Chemicals in the stucco walls apparently reacted with zinc in the plaques, and over the past several years, the metal corroded.
“It was obviously a chemical problem,” said John Collins, owner of Marquis Awards, where the deteriorating plaques are being stored until new replacements are ordered. Collins called it a very unusual situation.
Dean Roberts, a retired contractor and veteran who oversaw the west-end memorial’s construction in 2005, said lime in the stucco may have caused the reaction. Hewitt added that moisture over the years also contributed to the problem.
“No one would have expected this,” Roberts said. “It’s just one of those things that happens that is unforeseen.”
To restore the memorial, the city is leading an effort to replace the damaged plaques, remove the problem stucco and refinish the walls with new material.
“All the stucco has to come off … most of their pictures have to be replaced, because they were in the process of disintegrating, basically,” Hewitt said.
Hewitt has discussed the restoration project with Cody artist Dennis Monroy, who worked on several monuments at the Wyoming Veterans Memorial Park in Cody.

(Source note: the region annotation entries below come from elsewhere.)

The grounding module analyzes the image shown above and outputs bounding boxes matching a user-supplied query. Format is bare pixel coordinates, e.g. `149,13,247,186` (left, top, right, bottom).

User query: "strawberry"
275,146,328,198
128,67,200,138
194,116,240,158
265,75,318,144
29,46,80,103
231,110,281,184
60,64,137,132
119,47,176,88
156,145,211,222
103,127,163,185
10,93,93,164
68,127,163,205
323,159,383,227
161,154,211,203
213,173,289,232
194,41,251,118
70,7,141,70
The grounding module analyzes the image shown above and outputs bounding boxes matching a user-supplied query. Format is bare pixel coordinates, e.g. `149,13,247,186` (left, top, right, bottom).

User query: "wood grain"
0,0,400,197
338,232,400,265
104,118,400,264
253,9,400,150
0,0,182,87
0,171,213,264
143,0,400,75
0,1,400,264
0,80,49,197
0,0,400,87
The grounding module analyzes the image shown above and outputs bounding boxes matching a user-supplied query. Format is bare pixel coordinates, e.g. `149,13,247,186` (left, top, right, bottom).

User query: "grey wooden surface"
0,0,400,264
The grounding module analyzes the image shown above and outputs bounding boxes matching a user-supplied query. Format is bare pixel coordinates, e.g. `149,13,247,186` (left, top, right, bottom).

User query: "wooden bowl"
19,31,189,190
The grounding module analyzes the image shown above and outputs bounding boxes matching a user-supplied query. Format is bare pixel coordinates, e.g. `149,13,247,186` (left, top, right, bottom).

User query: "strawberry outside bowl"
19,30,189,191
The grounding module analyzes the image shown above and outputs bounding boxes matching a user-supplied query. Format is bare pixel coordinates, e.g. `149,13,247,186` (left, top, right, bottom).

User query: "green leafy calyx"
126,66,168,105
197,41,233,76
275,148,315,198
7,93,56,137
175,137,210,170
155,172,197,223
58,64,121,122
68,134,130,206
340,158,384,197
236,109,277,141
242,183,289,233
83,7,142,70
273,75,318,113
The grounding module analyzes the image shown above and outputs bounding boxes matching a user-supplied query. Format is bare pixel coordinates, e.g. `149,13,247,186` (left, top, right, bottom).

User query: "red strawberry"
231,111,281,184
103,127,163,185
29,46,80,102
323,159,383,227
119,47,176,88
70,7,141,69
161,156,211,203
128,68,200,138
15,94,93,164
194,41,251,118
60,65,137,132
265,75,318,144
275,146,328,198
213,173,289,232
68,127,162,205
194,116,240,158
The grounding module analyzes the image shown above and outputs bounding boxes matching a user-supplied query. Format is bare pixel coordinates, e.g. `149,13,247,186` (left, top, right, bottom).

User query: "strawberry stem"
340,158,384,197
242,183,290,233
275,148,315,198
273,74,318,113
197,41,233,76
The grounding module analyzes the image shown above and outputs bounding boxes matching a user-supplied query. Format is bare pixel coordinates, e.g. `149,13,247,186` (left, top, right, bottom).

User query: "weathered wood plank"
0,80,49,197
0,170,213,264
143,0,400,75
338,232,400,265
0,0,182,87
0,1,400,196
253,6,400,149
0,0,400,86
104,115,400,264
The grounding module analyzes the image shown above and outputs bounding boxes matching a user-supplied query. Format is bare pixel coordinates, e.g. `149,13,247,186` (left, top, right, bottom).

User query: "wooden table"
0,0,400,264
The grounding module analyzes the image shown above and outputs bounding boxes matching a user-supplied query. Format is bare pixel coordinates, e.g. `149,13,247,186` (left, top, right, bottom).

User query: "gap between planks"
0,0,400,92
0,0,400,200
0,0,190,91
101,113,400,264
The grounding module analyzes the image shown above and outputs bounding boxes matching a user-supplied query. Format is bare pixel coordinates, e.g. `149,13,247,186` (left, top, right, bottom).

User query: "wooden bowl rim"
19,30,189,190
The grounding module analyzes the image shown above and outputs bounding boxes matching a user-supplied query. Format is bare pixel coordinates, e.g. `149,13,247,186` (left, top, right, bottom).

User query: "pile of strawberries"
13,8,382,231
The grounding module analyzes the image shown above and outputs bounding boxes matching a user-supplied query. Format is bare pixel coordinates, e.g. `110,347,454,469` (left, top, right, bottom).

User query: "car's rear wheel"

In his proposed design, Monroy plans to replace the interior stucco with black granite panels and mount the new plaques with an epoxy. A granite capstone will encircle the horseshoe-shaped memorial to help protect plaques from rain and snow.
The wall and foundation underneath the stucco are solid and in good condition, Hewitt said.
On the exterior wall, the rock work will be sealed. The original rocks — gathered from local areas — will remain in place.
The restoration project is expected to cost about $30,000. Replacement and installation of the granite panels are estimated to cost $18,000, and new plaques will total about $12,000.
The city will cover a portion of the cost, and a fundraising effort also is under way. Hewitt said residents and businesses can sponsor plaque replacements for $400 each.
The community’s support was instrumental in creating the memorial, Roberts said.
Powell High School teachers and students joined with local veterans to lead the effort to build the memorial, which was first envisioned in 2000 and completed in 2005. A PHS student designed the memorial, and Roberts said he followed that design with slight modifications.
Through the city of Powell and the now disbanded Target Powell Valley, land at the corner of Road 10 and U.S. 14-A was designated for the memorial. City crews oversee maintenance of the memorial site.
The memorial cost more than $100,000 to build. That money was raised through donations from residents, businesses and organizations as well as in-kind contributions, such as time, materials and labor.
“There was a considerable amount of volunteer work,” Roberts said.
He added that residents take pride in the veterans’ memorial, and he said he often saw passersby stop at the site.
“It’s good that it’s going to be repaired,” Roberts said.
Hewitt hopes work can begin as soon as possible.
The sign identifying the memorial also will be replaced “as soon as the ground thaws out,” Hewitt said.
For the men behind the memorial restoration — Hewitt, Monroy and Roberts — the project is personal. All three men served in the United States Armed Forces. As veterans, they hope to ensure Powell’s veterans are honored for years to come.
These men risked their lives for America, Hewitt said.
“It’s about showing respect for fallen soldiers,” Monroy said.
He said it’s important to address all possible future problems in the restoration project to avoid another situation like this.
“I try to do work that lasts forever,” Monroy said.